McALLEN, Texas (Border Report) — The mayors of Laredo, Texas and Nuevo Laredo, Mexico, are in Washington, D.C., meeting with officials over plans to create a binational river park and expand the commercial truck bridge that connects the two sister border cities.

Laredo Mayor Pete Saenz and Nuevo Laredo Mayor Carmen Lilia Canturosas Villarreal have a full day of talks Wednesday that includes meeting with the U.S. Ambassador to Mexico Ken Salazar, and Mexican Ambassador to the United States Esteban Moctezuma Barragán, as well as several members of Congress, Border Report has learned.

Driving their agenda is their request for a presidential permit to expand the World Trade Bridge, which is the No. 1 land port for commercial trucks on the Southwest border.

The World Trade Bridge in Laredo, Texas, is the No. 1 commercial truck port on the Southwest border. (Sandra Sanchez/Border Report)

On Monday, the Laredo City Council voted to ratify a memorandum of understanding between the Mexican state of Tamaulipas and the city of Laredo “for the planning and construction of the World Trade Bridge Expansion Project to accommodate increasing traffic volumes, improve vehicular safety, and reduce wait times,” according to the council’s agenda.

The bridge expansion request comes as officials in South Texas are pushing through a new interstate highway trade corridor that would originate in Laredo and help goods and products more easily reach destinations throughout the country.

Saenz told media he and Canturosas would meet with U.S. State Department officials over the bridge expansion and discuss permits, funding and federal support.

They also are to meet with Sens. Ted Cruz and John Cornyn, Republicans from Texas, over a new binational river park project, according to the Laredo Morning Times.

Both shores of the Rio Grande are seen from Laredo, Texas, and its sister city, Nuevo Laredo, in the Mexican state of Nuevo Leon. (Sandra Sanchez/Border Report)

The river project has taken off this past year and gotten much buy-in from leaders south of the border, Tricia Cortez, executive director of the nonprofit Rio Grande International Study Center (RGISC) told Border Report.

There is no firm master plan, yet, she said. However, ideas include a 6-mile ecological restoration section of the river on both sides with trails, wildlife sanctuaries, exhibits and other amenities.

This also could include building amphitheaters on both shores so a concert can be heard from both countries, Cortez said.

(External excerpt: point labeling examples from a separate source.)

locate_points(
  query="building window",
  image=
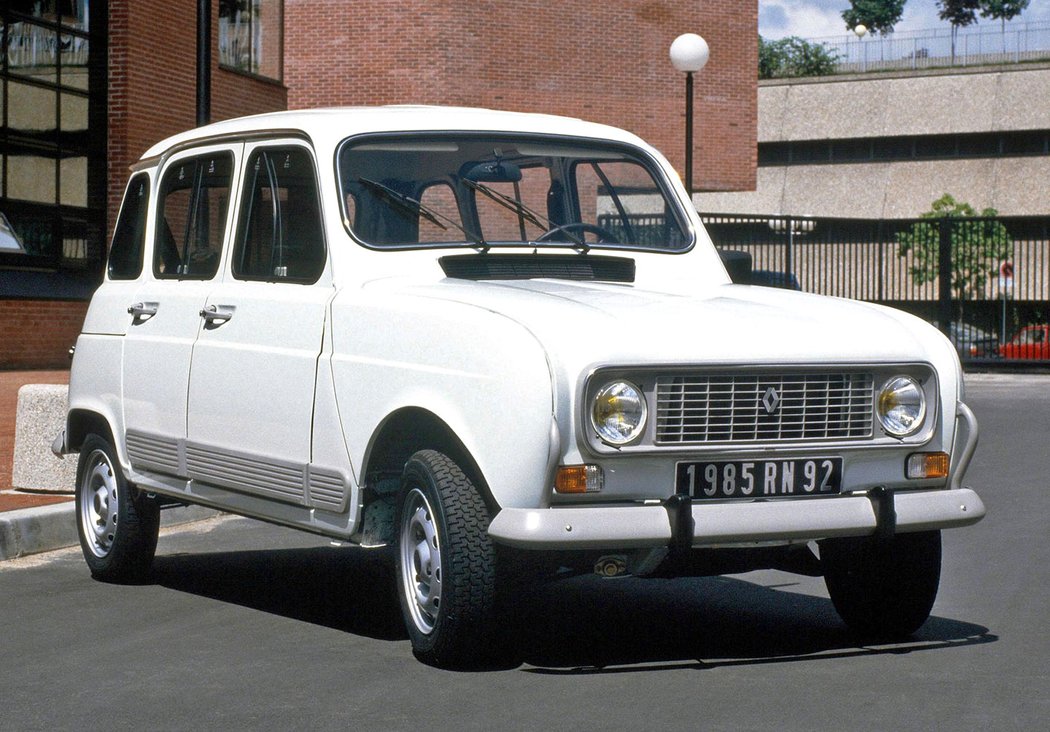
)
(250, 36)
(49, 165)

And they are considering a monarch butterfly sanctuary to be built on both borders to help preserve the beloved species that regularly migrate back and forth over the river en route to their homeland in Mexico.

“There had always been these dreams in the past to get some kind of binational river park and it seemed so way out there, not possible. But this is really actively supported by the two ambassadors at the highest level of government that is helping to open doors for us,” Cortez said.

“At the heart of it is the ecological restoration of the river and the creeks that feed into it — there are four major creeks that feed the Rio Grande, two in Nuevo Laredo and two in Laredo — and how do we center this work in order to improve security and safety and drive ecological restoration in a way that is sustainable,” she said.

A waterfall of Zacate Creek on the Rio Grande in Laredo, Texas, across from Nuevo Laredo, is one of the areas South Texas leaders want to expand and explore as part of a 6-mile Binational River Park. (Sandra Sanchez/Border Report)

The plans expand upon ecological restoration projects that had already been in the works for Zacate Creek and Las Palmas Park on the South Laredo side of the river.

But this binational river Park takes it to a whole new level, Cortez said.

The Laredo City Council a year ago designated the Zacate Creek area as the city’s first natural landmark to help entice more birding and ecotourism, especially for those wanting to see “Laredo’s signature bird – the Morelet’s Seedeater,” according to the resolution city officials signed.

Staffers from RGISC, a nonprofit based in Laredo that studies and safeguards the Rio Grande watershed, accompanied the delegations, Cortez said. They have been part of a binational working group that has been meeting about this since January.

Talks really kicked off after Salazar visited Laredo in December and again in February, she said.